IMPORTANT NOTE FOR WINDOWS USERS: creating the conda environment environment.yml does not appear to work for windows systems. If you are a windows user, please create the environment using the following command:
conda create -n IUCrDataTutorial -c conda-forge -c scipp -c mantid mantid scippneutron jupyterlab pandas ipympl pythreejs python-graphviz
Conda is a "package, dependency and environment manager". What do these words mean?
- "Package manager" conda is able to locate, download and install software for you
- "Dependency manager" conda will ensure that any 3rd party software that your package needs is the correct version.
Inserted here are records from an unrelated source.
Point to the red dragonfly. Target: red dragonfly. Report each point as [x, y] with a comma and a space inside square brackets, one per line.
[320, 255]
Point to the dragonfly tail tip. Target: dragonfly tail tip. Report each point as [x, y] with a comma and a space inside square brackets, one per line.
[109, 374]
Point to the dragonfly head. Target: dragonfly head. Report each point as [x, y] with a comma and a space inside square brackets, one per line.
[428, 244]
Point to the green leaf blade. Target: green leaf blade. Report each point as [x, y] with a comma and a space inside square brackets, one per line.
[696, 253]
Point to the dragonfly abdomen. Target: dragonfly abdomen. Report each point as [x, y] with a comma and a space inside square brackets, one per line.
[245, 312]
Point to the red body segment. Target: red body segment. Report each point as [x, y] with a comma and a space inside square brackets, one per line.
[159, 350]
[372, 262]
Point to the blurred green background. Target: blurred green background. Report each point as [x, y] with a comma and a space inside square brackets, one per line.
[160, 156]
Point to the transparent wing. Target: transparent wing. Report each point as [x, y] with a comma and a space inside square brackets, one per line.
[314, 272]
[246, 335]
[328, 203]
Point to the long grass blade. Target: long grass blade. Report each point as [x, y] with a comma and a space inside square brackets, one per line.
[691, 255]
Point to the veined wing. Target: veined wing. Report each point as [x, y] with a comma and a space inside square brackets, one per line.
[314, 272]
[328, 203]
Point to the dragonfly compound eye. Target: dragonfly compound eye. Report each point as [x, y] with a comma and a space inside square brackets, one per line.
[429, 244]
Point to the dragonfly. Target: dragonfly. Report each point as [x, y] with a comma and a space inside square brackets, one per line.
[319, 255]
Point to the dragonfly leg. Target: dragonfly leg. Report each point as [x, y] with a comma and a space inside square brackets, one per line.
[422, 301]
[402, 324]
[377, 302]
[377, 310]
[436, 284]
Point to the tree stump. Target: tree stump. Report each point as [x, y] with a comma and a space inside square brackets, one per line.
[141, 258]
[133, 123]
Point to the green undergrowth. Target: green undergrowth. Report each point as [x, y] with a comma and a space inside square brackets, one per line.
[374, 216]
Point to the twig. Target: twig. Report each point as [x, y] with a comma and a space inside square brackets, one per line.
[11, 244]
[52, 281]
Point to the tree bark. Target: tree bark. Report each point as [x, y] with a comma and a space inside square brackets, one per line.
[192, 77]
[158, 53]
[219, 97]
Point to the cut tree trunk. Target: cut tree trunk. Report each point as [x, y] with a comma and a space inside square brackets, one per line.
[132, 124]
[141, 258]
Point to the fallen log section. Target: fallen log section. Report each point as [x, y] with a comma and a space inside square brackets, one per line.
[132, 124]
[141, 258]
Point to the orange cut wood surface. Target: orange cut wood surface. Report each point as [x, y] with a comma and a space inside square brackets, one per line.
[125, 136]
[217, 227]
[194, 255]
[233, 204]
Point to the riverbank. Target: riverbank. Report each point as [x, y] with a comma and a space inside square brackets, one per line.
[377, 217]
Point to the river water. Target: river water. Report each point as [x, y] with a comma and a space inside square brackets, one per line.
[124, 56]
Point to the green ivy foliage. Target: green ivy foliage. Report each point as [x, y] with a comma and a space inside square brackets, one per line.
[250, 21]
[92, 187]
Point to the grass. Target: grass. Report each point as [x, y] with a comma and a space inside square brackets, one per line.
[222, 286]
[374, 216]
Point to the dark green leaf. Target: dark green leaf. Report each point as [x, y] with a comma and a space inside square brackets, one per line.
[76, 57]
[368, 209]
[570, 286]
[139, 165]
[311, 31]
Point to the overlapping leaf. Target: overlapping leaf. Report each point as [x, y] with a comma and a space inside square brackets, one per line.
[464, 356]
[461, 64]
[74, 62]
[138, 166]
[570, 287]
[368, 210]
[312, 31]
Example: the package you want to run was developed using python 3.10 and will crash if you try to run it with python 3.11. Conda will ensure that python 3.10 is available and is what is invoked if you run
python. - "Environment manager" conda will make sure all of the 3rd party software needed is downloaded, is available and is the correct version for you package to run
The Conda Getting Started Page has full instructions on installing and running conda on Windows, MacOS and Linux. The same website has a bunch of "How To's", "Troubleshooting" and tutorials.
Once conda is installed, you must create a conda environment. This is done from the command line in the folder where you downloaded the repo. The repo contains the file environment.yml which is a blueprint to build the environment. Conda will build the environment using this if you instruct it with the command:
conda env create -f environment.yml
If you're a windows user, please instead create the environment using:
conda create -n IUCrDataTutorial -c conda-forge -c scipp -c mantid mantid scippneutron jupyterlab pandas ipympl pythreejs python-graphviz
These commands tell you all of the packages that will be downloaded and prompt you if it's OK to continue. If you agree, an environment called IUCrDataTutorial will be created and the necessary software installed within it. Once the environment is successfully created, you must activated it using:
conda activate IUCrDataTutorial
You should now be able to run the tutorial
In order to run this demo, you need to access some neutron data. These datasets can be quite large so are not included in this repo and are instead located on a dropbox folder here:
Inside that folder, you will find 4 files:
| File Name | Description | File size (Gb) |
|---|---|---|
| diffract_consts.h5 | Contains calibration for each detector pixel | 0.00 |
| NIST_Silicon.nxs | Neutron powder from a NIST standard Silicon | 0.13 |
| vanadium-niobium.nxs | Powder data from solid vanadium-niobium alloy | 0.36 |
| empty.nxs | Measurement of empty instrument | 0.06 |
You should download local copies of these files and remember where these are stored.
The content of the demo are contained in jupyter notebooks. If you are unfamiliar with these, they are like an interactive webpage that allows you to run code inside them. jupyter is already installed in the IUCrDataTutorial conda environment and can be activated by entering
jupyter notebook
or, alternatively
jupyter lab
Either application will open in your default browser, and you can select the notebook you want to open from there.
The content of the notebook consists of a series of "cells" blocks of content that contain either text or code. To activate code all that's needed is to select a cell and enter shift-enter. More detailed instructions are contained in the text of the notebook itself.